In Nuova Zelanda non piace il TMO “a chiamata”

Giocatori e allenatori del Super Rugby Aotearoa ne criticano l’uso

In Nuova Zelanda non piace il TMO "a chiamata"

In Nuova Zelanda non piace il TMO “a chiamata” (Ph. Sebastiano Pessina)

Il Super Rugby Aotearoa ha un problema con il TMO “a chiamata”. Gli allenatori e i tecnici del campionato neozelandese di rugby, che da quest’anno aveva provato a introdurre una sperimentazione regolamentare lasciando alle squadra le possibilità di chiamare la revisione arbitrale – in alcune situazioni – in base a ciò che avevano visto e percepito durante il flusso del gioco, infatti non sembrano gradire la soluzione.

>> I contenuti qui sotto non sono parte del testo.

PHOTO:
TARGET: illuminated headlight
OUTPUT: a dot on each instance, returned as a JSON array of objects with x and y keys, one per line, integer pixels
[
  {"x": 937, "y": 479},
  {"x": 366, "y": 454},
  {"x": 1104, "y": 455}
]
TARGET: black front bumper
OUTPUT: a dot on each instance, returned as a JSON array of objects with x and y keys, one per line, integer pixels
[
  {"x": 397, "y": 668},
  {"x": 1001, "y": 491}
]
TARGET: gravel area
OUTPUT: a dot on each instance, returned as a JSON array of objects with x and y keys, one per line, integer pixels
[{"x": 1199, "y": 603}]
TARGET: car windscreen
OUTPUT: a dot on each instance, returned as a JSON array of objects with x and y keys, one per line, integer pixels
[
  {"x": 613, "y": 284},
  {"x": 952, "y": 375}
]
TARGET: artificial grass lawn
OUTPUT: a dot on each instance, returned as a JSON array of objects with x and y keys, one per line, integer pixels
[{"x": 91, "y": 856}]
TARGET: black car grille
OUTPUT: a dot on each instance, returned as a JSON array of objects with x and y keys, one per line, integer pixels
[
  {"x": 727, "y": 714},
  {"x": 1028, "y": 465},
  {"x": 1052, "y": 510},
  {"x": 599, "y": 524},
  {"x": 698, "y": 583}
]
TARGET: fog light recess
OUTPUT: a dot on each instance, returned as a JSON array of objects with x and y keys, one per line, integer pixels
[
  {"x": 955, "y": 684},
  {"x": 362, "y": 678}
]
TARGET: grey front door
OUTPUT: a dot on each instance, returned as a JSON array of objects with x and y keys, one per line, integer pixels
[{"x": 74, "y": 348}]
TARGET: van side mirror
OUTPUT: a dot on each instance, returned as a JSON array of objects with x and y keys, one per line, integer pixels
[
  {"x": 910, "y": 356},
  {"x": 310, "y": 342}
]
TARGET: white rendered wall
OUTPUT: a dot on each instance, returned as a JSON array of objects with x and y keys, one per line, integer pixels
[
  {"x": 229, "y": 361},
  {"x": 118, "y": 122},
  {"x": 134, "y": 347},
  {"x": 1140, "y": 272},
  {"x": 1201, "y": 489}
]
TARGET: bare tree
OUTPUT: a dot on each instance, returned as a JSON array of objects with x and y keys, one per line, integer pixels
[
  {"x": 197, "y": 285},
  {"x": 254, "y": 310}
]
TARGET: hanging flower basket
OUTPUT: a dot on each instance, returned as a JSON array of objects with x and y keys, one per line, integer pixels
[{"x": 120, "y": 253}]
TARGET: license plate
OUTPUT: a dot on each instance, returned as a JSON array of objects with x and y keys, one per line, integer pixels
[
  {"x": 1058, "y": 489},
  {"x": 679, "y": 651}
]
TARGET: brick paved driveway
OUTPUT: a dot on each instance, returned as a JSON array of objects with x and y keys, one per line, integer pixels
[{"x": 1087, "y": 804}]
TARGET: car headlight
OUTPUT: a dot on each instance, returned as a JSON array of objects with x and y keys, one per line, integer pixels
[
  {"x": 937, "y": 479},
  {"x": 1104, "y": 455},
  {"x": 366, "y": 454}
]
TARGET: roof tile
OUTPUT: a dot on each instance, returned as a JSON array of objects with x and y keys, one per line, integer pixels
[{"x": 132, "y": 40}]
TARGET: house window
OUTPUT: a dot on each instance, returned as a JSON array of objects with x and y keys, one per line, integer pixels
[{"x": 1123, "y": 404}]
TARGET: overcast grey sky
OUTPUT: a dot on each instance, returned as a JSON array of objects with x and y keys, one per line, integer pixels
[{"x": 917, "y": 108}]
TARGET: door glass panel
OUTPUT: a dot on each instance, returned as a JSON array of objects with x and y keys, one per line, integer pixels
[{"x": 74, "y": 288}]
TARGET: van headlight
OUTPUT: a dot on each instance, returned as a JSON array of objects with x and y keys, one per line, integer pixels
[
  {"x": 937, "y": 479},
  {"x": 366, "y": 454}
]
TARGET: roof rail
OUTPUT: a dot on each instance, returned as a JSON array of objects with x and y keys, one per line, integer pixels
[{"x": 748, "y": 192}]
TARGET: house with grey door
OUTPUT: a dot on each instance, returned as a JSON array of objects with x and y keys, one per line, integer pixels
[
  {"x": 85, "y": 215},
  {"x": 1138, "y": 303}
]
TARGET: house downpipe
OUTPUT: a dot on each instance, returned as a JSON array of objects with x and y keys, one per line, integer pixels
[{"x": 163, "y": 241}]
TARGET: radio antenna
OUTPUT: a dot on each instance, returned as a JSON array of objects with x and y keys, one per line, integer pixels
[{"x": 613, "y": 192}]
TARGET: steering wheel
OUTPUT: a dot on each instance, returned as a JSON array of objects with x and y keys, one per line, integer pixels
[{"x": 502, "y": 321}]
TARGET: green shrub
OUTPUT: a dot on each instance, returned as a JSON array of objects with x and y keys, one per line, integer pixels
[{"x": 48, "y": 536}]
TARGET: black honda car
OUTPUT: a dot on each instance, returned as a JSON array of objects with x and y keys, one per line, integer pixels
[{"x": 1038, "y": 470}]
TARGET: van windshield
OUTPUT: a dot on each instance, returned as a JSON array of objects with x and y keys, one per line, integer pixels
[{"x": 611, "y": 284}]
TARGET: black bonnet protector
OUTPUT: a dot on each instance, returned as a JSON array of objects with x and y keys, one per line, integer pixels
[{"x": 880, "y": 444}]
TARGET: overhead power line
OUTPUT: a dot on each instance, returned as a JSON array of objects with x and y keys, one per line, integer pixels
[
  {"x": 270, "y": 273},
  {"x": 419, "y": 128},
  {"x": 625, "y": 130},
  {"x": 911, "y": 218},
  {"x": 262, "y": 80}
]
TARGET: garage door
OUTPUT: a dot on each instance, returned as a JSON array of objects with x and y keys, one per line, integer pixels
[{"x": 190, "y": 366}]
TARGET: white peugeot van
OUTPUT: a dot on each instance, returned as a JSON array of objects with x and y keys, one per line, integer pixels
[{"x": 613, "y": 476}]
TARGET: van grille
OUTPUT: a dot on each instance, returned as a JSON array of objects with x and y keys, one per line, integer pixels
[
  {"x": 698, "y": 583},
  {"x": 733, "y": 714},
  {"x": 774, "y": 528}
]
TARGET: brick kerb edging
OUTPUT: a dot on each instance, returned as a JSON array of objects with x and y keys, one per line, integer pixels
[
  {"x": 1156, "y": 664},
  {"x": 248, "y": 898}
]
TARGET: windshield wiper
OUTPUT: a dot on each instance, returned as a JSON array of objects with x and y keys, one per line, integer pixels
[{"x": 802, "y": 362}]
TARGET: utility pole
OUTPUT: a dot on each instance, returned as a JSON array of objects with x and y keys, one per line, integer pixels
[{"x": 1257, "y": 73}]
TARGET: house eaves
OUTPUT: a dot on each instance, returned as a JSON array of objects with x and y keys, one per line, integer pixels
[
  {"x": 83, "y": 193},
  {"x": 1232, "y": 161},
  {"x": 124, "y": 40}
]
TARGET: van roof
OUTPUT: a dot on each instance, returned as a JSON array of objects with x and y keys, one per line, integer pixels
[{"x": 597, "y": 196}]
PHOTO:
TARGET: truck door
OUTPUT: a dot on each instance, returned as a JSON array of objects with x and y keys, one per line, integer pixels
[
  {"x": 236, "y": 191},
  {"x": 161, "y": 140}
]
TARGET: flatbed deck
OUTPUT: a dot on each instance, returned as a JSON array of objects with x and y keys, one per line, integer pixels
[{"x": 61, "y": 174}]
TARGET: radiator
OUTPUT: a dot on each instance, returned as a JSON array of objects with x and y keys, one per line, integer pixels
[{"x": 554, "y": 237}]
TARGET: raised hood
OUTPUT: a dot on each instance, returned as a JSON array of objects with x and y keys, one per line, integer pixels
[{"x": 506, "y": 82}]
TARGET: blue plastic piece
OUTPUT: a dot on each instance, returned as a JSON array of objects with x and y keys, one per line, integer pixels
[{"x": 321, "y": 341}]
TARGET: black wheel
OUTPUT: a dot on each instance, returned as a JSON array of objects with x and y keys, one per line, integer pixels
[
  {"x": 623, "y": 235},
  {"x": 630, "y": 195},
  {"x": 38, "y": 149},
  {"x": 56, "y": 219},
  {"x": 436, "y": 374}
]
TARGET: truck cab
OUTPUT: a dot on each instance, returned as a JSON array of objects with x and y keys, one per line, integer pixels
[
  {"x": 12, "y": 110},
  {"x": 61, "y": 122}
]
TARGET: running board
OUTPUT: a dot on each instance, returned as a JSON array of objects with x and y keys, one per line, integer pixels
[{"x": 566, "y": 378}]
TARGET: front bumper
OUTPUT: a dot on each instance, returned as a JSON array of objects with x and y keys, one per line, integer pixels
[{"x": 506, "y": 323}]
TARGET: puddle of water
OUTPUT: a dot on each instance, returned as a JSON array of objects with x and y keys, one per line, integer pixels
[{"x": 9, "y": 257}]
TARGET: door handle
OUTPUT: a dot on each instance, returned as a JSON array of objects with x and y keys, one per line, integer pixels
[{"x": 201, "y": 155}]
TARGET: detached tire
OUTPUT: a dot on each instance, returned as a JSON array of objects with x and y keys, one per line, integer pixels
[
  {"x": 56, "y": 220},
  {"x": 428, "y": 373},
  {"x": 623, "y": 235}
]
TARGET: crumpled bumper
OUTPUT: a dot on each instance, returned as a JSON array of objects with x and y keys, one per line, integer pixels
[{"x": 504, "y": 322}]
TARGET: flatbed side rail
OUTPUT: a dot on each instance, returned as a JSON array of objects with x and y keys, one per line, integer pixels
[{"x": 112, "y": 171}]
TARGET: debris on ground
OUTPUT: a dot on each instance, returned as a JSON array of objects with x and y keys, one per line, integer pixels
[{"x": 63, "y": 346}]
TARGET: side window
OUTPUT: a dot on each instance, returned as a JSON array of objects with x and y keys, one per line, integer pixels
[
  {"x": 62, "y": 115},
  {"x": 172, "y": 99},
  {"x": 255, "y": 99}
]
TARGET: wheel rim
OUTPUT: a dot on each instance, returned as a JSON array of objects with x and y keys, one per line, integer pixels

TMO: nel Super Rugby Aotearoa arriverà “la chiamata” per i capitani

In Nuova Zelanda non piace il TMO “a chiamata”

A “lanciare l’allarme” è stato per primo Scott Barrett che ha chiaramente detto: “Rallenta il gioco. A me la regola non piace, anche perché a volte va a punire cose che succedono lontane dal punto di incontro e di cui, se non eclatanti, nessuno si cura. I capitani inoltre vanno a perdere un po’ di focus sulla partita per osservare cose marginali e poi, aggiungo, alcuni giocatori sembra che se la prendano sul personale se gli fai una chiamata contro”.

Affermazioni forti, che sono state riprese e sposate anche dal tecnico dei Blues Tom Coventry: “Gli arbitri hanno buoni occhi per giudicare: lasciamo che siano loro a giudicare. Questo start and stop non fa bene a nessuno. Il rugby è un gioco che ha bisogno di flusso e di continuità, non è uno sport statico, dove c’è già un po’ più di abitudine alla “pausa”. Sappiamo che questo è uno sport difficile da arbitrare, ma così stiamo rendendo le cose ancor più complicate: armiamoci di comprensione ed empatia e lasciamo i direttori di gara tranquilli”.